It may seem unfathomable that one person would or could force another individual to procreate or terminate a pregnancy, but approximately 10 percent of men and 9 percent of women have reported being in a relationship with partners who attempted to induce unwanted pregnancies. If a child is non-consensually conceived or terminated, is it possible to recover compensation for the associated damages and losses?
Using the Right Tort
Yes, it is possible to sue another person for non-consensually inducing a pregnancy or coercing or forcing an abortion. The challenge is in finding the right tort to use in court. Unfortunately, there is no tort law that specifically addresses this particular issue. While there is a wrongful birth and a wrongful conception tort, these are medical malpractice torts designed to address the failing of healthcare professionals to either properly advise parents of congenitally diseased children about their conditions (wrongful birth) or correctly perform sterilization procedures (wrongful conception).

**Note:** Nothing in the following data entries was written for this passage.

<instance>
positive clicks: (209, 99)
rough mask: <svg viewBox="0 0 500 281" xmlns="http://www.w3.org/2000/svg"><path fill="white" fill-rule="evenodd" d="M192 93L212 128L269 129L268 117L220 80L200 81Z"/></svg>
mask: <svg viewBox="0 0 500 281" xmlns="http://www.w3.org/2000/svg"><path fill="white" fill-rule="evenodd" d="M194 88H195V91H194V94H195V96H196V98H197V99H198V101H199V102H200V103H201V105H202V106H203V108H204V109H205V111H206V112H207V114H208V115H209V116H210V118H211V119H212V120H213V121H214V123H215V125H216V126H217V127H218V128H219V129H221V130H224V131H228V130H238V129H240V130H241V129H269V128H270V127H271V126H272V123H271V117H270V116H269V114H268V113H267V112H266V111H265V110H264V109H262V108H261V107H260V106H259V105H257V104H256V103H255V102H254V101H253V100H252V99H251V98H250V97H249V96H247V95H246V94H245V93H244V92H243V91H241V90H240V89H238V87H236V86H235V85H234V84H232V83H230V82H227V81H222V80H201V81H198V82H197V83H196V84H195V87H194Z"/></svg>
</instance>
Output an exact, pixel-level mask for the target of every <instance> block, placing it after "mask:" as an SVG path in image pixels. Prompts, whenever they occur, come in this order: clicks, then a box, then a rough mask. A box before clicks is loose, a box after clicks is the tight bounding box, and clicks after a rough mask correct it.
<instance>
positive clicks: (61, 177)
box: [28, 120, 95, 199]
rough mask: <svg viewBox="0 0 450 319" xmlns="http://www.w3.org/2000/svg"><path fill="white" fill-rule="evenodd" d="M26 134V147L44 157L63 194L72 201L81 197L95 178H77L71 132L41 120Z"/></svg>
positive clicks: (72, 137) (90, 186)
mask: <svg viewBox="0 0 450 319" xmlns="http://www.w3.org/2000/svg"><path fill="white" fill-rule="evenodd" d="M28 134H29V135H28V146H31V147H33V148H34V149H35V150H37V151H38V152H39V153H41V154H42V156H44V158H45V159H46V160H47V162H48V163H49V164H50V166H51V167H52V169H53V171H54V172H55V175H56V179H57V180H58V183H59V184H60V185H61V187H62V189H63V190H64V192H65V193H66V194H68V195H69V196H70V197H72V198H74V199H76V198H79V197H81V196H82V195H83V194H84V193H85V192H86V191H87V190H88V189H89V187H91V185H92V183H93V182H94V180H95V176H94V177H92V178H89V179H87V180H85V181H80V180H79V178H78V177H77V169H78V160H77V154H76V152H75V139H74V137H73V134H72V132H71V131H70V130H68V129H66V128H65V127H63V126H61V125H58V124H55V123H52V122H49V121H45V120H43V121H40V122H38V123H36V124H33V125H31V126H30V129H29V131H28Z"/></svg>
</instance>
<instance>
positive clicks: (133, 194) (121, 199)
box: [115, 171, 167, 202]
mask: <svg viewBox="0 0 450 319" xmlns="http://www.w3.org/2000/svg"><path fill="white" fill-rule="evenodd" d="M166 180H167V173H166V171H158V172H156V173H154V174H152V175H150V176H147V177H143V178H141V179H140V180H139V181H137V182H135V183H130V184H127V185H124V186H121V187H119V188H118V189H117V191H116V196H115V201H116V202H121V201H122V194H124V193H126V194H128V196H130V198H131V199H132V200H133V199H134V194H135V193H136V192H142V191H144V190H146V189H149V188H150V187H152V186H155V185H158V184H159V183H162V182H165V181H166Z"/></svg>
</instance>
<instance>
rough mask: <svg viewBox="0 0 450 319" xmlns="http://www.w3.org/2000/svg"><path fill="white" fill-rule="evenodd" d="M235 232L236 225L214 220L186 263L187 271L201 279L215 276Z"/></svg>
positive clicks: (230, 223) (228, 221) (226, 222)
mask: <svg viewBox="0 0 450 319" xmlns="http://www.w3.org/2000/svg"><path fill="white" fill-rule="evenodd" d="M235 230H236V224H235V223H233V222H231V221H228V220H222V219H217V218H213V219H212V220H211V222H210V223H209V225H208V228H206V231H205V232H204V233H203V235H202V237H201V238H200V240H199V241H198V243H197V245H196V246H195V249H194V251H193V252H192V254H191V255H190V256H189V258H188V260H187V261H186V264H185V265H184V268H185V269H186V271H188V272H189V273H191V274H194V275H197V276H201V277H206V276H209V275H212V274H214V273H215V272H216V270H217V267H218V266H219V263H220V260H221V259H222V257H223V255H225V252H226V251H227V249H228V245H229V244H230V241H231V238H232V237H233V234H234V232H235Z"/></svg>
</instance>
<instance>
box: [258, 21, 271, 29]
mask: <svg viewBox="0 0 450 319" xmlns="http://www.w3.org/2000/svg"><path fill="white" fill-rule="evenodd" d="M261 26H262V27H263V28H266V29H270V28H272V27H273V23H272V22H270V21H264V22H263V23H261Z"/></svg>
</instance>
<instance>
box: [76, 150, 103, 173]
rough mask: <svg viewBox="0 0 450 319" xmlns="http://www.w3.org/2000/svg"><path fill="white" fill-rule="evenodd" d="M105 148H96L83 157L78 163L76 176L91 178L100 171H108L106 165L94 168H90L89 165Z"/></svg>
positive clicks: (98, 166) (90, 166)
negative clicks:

Therefore, you would need to use other torts to sue for damages, and the proper tort to use would be based on the circumstances of the improper impregnation or termination. For instance, a man may be able to sue for fraud if he found his partner sabotaged his birth control method (e.g. poked holes in a condom), which lead to the conception of a child. A woman may be able to use the wrongful death statute to sue for the death of a fetus if her partner assaulted her with the express purpose of causing a miscarriage.
Other torts that may be used depending on the circumstances of the coercion include intentional or negligent infliction of emotional distress, assault and battery, false imprisonment, extortion, and fraudulent misrepresentation. Some states also have a "catch-all" tort that's used when the case doesn't fit any particular category. With this particular tort, you would have to show the defendant either intended or actually caused harm and that you suffered as a result.
The Challenges of Suing
Suing for reproductive coercion can be immensely challenging for a couple of reasons. Unless there is solid evidence supporting the claim, the case can quickly delve into a "he said, she said" situation where the judge's decision hinges on whose story is more credible. This may lead to an undesirable outcome regardless of what the truth may be.
The other problem you may run into is quantifying your damages and losses. In the case of the unwanted birth of a child, you could sue for the economic impact the child has had on your life such as the cost of medical expenses, childcare, etc. However, it's not so easy to financially quantify the loss of a child in cases involving the wrongful termination of a pregnancy. At best, you may be able to recover medical expenses and some pain and suffering, but it may not be enough to justify the expense of going to court.